ABOUT THE DAGBE CULTURAL INSTITUTE
A sprawling village with a population of 2,000, Kopeyia lies in an area close to the sea that is known for its breathtaking natural beauty. With gently rolling farmland intersected by lagoons and laced with tropical trees (coconut and palm being the most common), Kopeyia is home to a nationally known drumming troupe, the Dagbe Cultural Institute & Arts Centre and the Kopeyia-Bloomfield Primary and Junior Secondary Schools, where 1,000 area students earn an English-language Ghanaian education.
A close-knit farming community in the Ewe-speaking Volta Region, Kopeyia is celebrated for enthusiastically perpetuating the traditions of Ewe culture. Many of its craftsmen, artists and musicians have been able to dedicate their lives to the culture of their ancestors thanks to the Dagbe Institute.
Despite its small size and relatively remote location, Kopeyia has long been a top destination for people
interested in West African drumming and dance. The Dagbe Institute was founded in 1984 by the late,
renowned West African drummer (and Kopeyia native) Godwin Agbeli, and is currently run by his son
Emmanuel and the extended Agbeli family. Prior to his death in 1998, Godwin spent a good deal of time performing and teaching at US institutions of higher learning.
Initially sponsored by the Agbekor Drum and Dance Society, a Boston-based non-profit focused on West
African music in the United States founded by Tufts University Professor David Locke, these sojourns abroad provided Godwin with the wherewithal to set up Dagbe. It is here, in this remarkably serene yet dynamic setting, that people of different backgrounds and cultures now freely share their stories, values and customs in an atmosphere of kindness, tolerance and mutual respect.

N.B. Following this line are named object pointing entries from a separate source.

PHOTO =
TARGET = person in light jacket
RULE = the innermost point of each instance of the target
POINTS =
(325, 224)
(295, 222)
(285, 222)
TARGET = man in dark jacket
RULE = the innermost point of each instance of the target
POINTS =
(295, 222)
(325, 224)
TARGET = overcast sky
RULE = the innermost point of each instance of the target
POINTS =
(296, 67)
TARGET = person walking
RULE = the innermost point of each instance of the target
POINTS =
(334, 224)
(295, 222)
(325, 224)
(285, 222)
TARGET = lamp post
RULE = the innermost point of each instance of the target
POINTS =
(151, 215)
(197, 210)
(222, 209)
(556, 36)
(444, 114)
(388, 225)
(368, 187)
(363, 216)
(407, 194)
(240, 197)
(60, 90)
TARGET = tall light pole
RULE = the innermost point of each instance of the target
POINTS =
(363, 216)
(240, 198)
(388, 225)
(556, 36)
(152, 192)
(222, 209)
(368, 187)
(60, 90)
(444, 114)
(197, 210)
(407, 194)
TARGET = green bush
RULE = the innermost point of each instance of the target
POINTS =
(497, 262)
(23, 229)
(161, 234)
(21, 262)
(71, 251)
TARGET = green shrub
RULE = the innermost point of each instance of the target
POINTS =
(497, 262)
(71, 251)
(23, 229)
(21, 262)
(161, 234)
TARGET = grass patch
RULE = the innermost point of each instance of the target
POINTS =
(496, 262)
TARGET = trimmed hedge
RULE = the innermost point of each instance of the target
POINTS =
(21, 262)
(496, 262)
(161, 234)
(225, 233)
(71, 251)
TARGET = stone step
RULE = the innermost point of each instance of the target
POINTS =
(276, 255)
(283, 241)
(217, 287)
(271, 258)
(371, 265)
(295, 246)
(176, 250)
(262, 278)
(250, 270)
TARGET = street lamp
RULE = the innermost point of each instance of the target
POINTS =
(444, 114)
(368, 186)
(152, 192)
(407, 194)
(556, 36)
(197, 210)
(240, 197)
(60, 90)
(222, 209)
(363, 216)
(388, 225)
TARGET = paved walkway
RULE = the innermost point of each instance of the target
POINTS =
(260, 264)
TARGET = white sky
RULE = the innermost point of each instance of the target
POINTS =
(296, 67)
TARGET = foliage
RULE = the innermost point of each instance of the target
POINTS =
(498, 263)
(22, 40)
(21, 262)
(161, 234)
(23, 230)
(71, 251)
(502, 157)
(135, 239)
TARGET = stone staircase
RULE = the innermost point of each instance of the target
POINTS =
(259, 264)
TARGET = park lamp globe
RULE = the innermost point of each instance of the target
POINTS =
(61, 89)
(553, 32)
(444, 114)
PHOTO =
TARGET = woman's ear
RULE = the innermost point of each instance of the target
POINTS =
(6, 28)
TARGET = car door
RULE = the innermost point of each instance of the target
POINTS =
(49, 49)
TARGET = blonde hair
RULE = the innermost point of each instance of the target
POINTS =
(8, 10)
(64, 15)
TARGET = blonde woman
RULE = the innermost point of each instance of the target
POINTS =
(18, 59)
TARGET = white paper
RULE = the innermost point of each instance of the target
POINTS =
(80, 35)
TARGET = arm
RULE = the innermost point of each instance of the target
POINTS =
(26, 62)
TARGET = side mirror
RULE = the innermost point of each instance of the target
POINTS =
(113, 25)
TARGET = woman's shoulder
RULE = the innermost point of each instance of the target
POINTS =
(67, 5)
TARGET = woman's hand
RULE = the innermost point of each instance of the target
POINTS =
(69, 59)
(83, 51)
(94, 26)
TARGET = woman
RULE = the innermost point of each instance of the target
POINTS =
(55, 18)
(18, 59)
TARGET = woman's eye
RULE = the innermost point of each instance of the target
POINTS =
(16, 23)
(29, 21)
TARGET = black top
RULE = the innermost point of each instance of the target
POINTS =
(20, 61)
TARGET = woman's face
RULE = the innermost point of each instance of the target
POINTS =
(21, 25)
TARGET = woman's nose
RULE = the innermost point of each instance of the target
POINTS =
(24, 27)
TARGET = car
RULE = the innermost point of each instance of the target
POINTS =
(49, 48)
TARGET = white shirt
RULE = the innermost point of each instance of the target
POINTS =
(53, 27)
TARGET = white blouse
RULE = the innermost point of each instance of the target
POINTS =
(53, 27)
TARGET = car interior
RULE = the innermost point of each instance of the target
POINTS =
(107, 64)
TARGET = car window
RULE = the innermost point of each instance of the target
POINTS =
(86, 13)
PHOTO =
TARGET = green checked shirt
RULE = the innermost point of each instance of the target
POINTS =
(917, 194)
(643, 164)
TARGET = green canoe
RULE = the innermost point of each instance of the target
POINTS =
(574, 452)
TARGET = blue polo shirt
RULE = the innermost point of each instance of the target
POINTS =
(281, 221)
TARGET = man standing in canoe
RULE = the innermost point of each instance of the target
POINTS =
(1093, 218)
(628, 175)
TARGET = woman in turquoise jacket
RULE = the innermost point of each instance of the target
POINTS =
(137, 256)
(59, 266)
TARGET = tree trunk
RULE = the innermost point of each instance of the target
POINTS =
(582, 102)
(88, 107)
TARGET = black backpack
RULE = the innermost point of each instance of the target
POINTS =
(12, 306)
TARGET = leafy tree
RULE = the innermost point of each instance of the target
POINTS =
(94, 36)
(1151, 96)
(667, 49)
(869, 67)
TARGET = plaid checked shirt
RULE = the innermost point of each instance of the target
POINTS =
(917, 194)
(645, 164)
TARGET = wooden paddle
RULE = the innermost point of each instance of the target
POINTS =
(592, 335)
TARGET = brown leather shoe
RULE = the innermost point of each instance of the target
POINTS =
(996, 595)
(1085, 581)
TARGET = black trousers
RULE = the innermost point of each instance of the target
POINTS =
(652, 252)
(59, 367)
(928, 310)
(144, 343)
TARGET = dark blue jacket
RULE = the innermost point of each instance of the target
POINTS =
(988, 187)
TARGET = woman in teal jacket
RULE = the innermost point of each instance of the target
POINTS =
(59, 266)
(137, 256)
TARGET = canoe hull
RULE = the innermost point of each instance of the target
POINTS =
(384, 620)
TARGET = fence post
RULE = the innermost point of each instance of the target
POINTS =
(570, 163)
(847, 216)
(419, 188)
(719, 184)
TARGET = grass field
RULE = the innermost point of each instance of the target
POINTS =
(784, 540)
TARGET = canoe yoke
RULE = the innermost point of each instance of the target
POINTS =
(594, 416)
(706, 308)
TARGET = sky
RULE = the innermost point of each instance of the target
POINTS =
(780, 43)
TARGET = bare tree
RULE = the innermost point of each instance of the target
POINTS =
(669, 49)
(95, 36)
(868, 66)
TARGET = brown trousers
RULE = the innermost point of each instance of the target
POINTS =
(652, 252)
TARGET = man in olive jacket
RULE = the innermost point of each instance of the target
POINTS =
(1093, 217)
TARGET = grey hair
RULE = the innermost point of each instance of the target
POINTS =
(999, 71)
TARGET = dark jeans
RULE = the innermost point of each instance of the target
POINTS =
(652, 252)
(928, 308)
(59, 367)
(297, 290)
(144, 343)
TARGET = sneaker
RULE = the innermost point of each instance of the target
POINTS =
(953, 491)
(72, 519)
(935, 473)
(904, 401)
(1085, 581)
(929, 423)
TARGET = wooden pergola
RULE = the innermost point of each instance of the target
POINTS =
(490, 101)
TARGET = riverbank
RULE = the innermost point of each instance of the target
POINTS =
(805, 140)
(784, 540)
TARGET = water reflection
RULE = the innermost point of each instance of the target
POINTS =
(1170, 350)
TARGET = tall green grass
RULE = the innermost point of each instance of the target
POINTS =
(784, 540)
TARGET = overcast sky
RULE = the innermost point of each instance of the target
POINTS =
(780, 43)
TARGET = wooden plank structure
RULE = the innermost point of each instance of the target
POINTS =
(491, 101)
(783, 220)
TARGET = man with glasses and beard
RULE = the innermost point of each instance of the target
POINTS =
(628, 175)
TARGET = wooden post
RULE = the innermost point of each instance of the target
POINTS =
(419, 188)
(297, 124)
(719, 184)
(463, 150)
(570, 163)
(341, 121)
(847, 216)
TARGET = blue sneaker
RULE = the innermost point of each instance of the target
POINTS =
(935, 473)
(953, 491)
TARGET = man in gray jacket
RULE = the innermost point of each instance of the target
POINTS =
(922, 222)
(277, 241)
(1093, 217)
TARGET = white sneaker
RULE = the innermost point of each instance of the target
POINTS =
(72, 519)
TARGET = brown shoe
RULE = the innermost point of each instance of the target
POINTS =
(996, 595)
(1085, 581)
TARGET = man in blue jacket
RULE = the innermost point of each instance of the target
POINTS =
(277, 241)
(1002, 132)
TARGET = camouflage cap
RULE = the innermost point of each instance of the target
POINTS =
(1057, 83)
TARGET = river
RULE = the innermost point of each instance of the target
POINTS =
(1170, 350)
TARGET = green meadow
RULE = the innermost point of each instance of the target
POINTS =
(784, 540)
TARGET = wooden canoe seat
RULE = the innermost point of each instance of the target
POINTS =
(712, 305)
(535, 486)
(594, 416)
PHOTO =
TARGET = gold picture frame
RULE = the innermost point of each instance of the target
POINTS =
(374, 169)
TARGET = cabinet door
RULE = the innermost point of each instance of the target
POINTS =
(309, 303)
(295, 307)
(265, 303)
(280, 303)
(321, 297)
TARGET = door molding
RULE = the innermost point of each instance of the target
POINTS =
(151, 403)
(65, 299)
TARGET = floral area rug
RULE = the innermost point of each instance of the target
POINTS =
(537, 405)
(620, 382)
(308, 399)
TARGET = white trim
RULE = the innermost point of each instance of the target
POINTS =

The mission of Dagbe is to sustainably preserve West African and Ewe culture by bringing the
enduring economic benefits of a successful cultural tourism business to the local community. Dagbe's
clients, drawn mainly from the US, range from music and dance educators and performers, to students
and others interested in multicultural experiential education. Dagbe’s core curriculum is 1-2 weeks
of group instruction in drumming, dancing and singing, augmented by private lessons. Teachers are local
experts with deep experience in working with newcomers.
Periods of instruction are enriched with classes in traditional crafts and opportunities to witness rural village life. The program also includes trips to the beach, shopping at traditional open markets and observation of and participation in the local festivals of the Ewe people. Key to the Dagbe learning opportunity is downtime to soak in and reflect upon the profound nature of the experience many people have while there.